Privacy-Preserving Network Intrusion Detection using Federated Learning

Abstract

Internet of Things (IoT) devices are more vulnerable to viruses, assaults, and harmful activities as they are developed in tandem with the rise in cybercrime. Network Intrusion Detection Systems (NIDS) are generally used to detect attacks in the IoT devices. Machine learning (ML) techniques are being employed to improve these systems. This study compares various ML techniques to develop NIDS using UNSW-NB15 dataset and proposes a federated learning (FL) approach to overcome the limitations of classical ML approaches. Feature selection is done on the basis of correlation between them and five ML approaches are implemented: Logistic Regression, K-Nearest Neighbors, Random Forest (RF), Decision Tree and Artificial Neural Network. RF was found to be the best performing model for both binary and multi-class classification.
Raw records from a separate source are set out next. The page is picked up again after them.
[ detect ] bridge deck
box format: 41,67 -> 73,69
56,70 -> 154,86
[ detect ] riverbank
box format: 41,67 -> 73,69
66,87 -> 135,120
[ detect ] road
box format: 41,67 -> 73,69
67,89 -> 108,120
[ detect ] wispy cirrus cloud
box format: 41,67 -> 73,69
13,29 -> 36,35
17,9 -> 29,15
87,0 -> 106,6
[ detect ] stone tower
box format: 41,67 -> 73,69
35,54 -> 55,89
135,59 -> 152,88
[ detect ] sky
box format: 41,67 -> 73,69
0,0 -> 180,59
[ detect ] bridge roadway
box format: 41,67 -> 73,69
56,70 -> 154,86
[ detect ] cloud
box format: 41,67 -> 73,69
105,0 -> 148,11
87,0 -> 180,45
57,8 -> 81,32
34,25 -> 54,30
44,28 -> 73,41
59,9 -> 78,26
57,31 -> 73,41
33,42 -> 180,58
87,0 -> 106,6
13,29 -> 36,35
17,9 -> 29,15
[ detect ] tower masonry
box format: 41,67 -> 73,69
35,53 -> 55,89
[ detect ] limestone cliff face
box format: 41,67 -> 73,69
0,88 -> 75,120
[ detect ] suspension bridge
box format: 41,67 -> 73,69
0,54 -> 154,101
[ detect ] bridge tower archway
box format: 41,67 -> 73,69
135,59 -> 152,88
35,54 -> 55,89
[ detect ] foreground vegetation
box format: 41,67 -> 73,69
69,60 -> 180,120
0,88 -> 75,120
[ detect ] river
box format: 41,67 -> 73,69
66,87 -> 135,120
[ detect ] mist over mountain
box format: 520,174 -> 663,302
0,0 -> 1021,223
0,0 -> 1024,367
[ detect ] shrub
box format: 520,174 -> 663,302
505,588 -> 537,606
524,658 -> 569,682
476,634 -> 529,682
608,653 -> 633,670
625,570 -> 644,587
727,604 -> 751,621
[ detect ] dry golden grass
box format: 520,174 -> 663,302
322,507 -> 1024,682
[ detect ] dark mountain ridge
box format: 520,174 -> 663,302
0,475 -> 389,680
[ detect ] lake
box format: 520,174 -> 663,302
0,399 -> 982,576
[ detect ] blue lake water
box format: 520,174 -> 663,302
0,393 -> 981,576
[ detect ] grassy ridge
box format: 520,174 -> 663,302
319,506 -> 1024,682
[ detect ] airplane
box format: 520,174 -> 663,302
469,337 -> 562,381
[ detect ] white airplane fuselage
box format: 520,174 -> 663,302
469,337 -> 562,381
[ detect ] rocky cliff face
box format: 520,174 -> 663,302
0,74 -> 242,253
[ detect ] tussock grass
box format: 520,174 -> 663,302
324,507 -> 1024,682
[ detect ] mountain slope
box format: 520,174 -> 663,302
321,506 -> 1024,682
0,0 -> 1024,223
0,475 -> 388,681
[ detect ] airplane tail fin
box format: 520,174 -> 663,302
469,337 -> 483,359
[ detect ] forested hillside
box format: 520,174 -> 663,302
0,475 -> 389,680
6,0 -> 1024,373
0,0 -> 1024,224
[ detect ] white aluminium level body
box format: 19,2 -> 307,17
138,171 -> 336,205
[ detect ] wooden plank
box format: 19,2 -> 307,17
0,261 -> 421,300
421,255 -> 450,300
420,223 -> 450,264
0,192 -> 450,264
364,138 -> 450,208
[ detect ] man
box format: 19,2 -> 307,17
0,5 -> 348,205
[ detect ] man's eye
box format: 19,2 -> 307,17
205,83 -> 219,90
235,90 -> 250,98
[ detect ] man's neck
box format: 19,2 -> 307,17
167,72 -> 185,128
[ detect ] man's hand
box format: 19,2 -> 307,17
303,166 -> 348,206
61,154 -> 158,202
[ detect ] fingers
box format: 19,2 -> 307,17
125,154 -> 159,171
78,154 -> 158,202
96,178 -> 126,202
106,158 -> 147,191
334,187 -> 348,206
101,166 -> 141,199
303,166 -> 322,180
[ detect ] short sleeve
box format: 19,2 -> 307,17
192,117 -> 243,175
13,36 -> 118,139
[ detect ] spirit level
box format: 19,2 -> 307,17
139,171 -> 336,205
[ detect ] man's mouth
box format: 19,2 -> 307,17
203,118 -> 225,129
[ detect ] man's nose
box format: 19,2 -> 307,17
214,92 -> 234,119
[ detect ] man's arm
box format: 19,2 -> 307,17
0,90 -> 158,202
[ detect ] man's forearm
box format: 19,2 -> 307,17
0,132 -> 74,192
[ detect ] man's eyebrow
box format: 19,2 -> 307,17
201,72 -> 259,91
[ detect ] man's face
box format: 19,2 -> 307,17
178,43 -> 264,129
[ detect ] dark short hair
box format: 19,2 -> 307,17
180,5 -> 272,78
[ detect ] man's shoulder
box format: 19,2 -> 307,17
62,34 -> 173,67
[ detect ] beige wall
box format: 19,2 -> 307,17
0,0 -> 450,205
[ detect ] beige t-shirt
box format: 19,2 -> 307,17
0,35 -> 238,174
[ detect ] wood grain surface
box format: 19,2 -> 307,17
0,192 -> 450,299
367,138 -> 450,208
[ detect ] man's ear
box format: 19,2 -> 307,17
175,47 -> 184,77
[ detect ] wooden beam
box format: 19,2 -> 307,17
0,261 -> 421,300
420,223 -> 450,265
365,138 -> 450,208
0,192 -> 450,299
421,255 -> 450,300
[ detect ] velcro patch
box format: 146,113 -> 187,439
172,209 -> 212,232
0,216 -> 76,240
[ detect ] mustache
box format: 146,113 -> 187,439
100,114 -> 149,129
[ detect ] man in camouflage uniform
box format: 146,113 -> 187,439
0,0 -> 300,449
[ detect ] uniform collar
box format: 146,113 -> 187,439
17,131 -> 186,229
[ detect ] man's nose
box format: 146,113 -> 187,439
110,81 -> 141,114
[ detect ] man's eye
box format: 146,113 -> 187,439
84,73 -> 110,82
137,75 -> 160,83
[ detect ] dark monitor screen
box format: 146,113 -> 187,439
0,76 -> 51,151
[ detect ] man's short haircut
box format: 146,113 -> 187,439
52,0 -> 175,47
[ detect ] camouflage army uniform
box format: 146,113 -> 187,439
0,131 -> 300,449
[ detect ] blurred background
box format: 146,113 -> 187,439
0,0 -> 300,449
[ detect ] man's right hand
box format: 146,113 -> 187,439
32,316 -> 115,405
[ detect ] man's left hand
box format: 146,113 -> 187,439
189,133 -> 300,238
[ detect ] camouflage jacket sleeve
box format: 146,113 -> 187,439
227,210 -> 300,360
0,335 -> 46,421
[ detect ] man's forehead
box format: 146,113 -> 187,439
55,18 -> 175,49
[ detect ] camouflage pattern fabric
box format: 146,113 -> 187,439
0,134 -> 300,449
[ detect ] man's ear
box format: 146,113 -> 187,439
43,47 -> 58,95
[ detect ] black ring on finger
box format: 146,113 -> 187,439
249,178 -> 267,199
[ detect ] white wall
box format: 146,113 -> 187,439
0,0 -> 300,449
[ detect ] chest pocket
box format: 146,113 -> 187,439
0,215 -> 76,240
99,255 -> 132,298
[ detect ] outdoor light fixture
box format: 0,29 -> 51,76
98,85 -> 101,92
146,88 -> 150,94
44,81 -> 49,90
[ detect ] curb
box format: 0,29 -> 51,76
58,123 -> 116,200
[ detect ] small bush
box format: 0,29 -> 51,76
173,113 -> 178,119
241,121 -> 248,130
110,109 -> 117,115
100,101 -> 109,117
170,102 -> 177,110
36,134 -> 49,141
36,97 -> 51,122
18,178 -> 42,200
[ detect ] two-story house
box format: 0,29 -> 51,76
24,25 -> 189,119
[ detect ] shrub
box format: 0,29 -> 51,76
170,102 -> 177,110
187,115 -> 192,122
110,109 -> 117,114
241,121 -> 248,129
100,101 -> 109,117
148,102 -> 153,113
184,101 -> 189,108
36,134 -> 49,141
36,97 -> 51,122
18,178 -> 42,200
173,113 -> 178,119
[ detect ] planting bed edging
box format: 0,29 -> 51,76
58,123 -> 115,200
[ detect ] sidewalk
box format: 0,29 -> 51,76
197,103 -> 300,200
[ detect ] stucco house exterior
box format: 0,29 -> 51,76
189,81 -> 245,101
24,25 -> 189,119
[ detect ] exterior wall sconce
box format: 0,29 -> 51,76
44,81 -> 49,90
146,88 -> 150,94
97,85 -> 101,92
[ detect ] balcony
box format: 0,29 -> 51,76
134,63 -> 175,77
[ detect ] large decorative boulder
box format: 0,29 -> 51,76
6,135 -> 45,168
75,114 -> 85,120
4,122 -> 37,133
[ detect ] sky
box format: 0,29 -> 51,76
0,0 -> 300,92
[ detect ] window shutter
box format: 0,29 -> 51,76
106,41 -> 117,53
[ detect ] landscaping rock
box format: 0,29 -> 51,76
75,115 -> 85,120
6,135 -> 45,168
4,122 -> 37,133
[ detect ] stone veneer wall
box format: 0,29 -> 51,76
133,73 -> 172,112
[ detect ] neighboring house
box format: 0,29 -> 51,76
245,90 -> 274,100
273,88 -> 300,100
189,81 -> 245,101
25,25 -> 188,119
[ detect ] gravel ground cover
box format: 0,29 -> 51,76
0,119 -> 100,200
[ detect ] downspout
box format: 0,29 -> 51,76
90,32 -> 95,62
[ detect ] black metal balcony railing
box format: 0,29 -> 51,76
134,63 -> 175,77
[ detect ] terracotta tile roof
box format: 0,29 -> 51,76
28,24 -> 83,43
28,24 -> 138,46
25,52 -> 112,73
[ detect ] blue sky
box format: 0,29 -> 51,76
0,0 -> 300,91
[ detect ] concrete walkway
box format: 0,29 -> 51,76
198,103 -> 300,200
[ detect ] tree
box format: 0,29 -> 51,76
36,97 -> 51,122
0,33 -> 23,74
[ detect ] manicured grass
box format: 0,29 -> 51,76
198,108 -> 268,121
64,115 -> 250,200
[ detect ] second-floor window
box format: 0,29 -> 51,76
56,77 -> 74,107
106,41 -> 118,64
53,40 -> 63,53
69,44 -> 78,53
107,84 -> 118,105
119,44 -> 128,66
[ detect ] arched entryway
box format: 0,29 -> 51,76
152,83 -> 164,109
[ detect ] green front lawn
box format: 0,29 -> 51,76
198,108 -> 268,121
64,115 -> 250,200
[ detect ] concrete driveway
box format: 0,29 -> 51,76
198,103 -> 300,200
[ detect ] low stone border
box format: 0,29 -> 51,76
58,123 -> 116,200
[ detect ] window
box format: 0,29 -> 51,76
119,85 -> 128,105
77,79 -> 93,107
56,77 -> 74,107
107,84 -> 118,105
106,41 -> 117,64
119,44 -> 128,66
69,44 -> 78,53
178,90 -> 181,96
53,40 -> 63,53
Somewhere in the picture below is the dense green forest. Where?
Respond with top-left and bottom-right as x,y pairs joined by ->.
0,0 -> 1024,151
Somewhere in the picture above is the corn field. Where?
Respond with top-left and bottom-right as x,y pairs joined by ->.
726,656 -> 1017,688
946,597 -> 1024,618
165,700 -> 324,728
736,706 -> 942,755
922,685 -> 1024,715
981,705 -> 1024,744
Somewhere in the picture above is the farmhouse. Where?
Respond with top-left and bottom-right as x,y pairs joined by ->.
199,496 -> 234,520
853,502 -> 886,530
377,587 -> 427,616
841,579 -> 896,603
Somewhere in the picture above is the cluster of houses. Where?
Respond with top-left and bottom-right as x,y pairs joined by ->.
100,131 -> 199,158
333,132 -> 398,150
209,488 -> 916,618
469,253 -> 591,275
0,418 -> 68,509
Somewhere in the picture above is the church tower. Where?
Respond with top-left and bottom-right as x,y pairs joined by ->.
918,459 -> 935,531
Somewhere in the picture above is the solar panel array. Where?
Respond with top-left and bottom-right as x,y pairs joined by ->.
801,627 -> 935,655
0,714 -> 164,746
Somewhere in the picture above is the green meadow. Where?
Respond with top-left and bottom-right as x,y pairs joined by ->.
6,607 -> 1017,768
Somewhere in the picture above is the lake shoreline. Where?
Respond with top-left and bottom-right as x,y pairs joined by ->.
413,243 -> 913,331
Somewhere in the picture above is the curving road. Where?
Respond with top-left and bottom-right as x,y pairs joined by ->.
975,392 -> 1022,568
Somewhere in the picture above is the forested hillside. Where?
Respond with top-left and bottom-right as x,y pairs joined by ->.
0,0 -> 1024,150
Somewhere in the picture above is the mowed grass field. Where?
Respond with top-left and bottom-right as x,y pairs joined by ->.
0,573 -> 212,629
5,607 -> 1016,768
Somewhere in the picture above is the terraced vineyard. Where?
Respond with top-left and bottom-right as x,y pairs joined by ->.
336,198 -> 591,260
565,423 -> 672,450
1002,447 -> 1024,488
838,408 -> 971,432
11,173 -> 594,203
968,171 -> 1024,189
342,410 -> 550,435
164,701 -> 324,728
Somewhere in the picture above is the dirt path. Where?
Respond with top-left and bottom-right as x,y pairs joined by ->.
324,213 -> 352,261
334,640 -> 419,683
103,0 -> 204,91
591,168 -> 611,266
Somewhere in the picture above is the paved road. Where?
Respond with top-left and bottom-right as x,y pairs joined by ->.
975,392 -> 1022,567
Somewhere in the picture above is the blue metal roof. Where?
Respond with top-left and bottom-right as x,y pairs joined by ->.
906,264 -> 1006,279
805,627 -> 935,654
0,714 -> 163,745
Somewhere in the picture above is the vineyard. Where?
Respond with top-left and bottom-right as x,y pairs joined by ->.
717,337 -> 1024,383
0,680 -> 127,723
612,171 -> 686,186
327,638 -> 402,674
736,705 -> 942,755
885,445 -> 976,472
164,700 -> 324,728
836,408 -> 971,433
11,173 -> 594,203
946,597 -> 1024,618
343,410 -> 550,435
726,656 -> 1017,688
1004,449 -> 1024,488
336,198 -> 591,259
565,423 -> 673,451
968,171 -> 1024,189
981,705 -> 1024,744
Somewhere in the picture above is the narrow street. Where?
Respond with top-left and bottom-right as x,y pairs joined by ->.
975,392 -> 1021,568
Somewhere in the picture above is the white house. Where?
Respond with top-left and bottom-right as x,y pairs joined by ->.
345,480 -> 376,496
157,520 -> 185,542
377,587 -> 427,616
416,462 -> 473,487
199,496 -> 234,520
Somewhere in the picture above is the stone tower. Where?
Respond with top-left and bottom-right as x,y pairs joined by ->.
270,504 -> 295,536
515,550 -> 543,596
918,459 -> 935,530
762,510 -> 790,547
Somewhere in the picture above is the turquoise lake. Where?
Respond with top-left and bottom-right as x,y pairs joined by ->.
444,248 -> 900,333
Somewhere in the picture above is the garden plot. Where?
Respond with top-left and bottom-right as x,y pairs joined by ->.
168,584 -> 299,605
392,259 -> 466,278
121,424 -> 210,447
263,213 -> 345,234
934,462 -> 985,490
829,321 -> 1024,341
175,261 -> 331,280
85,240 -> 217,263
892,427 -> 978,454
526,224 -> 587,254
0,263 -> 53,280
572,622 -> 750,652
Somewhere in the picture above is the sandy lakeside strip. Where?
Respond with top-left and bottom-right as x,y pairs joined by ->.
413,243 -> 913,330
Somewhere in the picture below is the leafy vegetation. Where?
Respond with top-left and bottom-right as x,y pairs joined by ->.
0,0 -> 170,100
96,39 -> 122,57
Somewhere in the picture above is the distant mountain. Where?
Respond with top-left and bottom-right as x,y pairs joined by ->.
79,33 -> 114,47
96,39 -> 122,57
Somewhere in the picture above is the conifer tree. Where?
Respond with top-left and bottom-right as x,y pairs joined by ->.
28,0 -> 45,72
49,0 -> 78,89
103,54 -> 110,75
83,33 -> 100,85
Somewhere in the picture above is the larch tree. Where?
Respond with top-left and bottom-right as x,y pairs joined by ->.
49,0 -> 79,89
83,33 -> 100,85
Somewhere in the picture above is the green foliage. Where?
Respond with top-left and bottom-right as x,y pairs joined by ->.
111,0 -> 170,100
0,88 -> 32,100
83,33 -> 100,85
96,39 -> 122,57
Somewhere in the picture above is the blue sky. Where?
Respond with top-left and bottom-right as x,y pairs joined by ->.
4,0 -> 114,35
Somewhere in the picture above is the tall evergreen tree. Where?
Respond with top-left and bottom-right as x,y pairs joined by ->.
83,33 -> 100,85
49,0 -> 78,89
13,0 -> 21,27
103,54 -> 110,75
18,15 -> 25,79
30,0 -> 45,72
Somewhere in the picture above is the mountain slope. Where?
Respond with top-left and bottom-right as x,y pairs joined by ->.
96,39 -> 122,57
However, there are certain limitations in this centralized approach which assumes the presence of a central organisation to store and execute analysis on data from all participant devices. FL is a decentralized approach where each IoT device is considered as a client and models are trained on these devices without transmitting data. This preserves privacy of data and also reduces data transfer costs as only model weights are shared instead of huge data. To assess the effectiveness of the proposed method, we conduct extensive experiments on the UNSW-NB15 dataset. The proposed FL detection model is shown to be both accurate and superior to the centralised model in experiments and empirical analyses, demonstrating its resilience and benefits.